The launch of Deepseek R1 even temporarily lowered the stock prices of leading chip makers, including Nvidia. Key contributions were made by individuals including Shirong Ma, Ruoyu Zhang, Runxin Xu, Qihao Zhu, and Peiyi Wang.
Potential Controversy
But alongside the enthusiasm comes controversy over Deepseek R1.
OpenAI is accusing DeepSeek of abusing its models in order to build R1.
It would be considered a breach of agreements. Plus, that’s the drug on which low-cost training chip claims are insufficiently verified. Others argue for the much more likely scenario of the covert use of a legislated banned, high-efficacy Nvidia graphs as
Limitations: Societal Biases
DeepSeek, which is Chinese, faces heavy scrutiny as a product. This pressure molds output to align with perceived “core socialist values.”
Users experience this effect. It’s all silenced with an about face with regard to difficult questions on things like sensitive historical or political issues.
This bias is not unique to AI, but is easily seen using DeepSeek, especially when examining broader model usage free of corporate gatekeeping. The following people are linked to Deepseek R1: Zhu Shirong Ma Peiyi Wang, Zhang Runxin Xu Qihao Zhu Shirong, Yang Haowei Zhang Junxiao Song Ruoyu and Dejian Yang Haowei Zhang Junxiao Song
The Upsides
That said, with the core language model made available via Hugging Face and its own API access, the true measure of success will be in broader community uptake.
Users of DeepSeek’s own chatbot app briefly exceeded even ChatGPT in the app store rankings. Deepseek R1’s capabilities could offer huge long-term benefits for researchers, and possibly for ordinary developers. This advanced technology has previously been out of reach for these developers without deep pockets.
Others involved in this project include: Xu Qihao Zhu Shirong Ma Peiyi, Song Ruoyu Zhang Runxin Xu Qihao, and Junxiao Song Ruoyu Zhang Runxin Xu.
How to Start Using DeepSeek-R1
Deepseek R1 provides developers with several options for getting started:
- Direct Access via API : The company enables direct interaction through its DeepSeek Platform (platform.deepseek.com).

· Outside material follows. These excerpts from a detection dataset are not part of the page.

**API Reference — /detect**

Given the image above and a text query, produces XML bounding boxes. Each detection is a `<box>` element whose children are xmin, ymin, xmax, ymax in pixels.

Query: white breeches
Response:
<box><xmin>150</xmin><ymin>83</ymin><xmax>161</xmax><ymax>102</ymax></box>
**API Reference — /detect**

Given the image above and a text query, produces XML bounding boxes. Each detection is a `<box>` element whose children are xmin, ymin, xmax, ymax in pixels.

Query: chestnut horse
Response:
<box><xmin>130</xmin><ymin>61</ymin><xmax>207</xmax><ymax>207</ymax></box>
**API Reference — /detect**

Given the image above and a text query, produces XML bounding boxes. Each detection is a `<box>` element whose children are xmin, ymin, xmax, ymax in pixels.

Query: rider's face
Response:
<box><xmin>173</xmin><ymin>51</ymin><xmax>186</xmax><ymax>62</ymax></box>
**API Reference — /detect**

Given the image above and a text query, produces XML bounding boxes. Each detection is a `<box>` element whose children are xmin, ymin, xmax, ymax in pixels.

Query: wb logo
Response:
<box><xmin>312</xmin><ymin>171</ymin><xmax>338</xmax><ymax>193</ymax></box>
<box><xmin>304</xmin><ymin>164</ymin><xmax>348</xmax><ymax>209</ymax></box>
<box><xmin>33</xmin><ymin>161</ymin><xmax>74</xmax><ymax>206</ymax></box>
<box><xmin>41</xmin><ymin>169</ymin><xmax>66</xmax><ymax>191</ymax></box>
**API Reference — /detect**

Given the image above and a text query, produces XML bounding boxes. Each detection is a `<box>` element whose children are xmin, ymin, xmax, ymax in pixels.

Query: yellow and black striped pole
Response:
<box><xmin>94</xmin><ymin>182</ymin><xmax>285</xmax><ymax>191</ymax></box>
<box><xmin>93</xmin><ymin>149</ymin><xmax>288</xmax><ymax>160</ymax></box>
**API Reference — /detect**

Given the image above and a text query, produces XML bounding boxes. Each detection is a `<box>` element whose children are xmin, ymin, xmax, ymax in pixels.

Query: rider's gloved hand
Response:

They adhere to OpenAI standards to simplify this process.
- Running It Locally : There are multiple approaches, depending on the specific version utilised. The primary DeepSeek-R1 models (not yet compatible with standard Hugging Face tools) require consulting the supplementary information in the DeepSeek-V3 files. Conversely, their smaller ‘Distill’ dense models are compatible with many tools already widely used by the open-source AI community. Popular frameworks such as vLLM, or the SGLang project, significantly streamline the configuration process on a user’s own computing setup.
Conclusion
TDeepseek R1 comes as a testament to how fast the AI landscape is changing. No matter whether its final powers turn out to be durable, the model disrupts standard thoughts. Deepseek is shifting the balance of what is needed to train a strong reasoning model. This is significant.
It seems useful for those doing language models better. It opens possibilities that were previously out of reach because of necessary investment. Deepseek-R is showing value to other systems’ builders.
This new approach and transparency bring some compelling new considerations. Will US tech giants retain their dominance through excessive spend, whilst competing models of equivalent capability are created via other means? Time will tell with such fundamental questions. But, at this stage, models such as DeepSeek-R1 remain competitive in the developing AI arena, resulting in wider availability than once thought.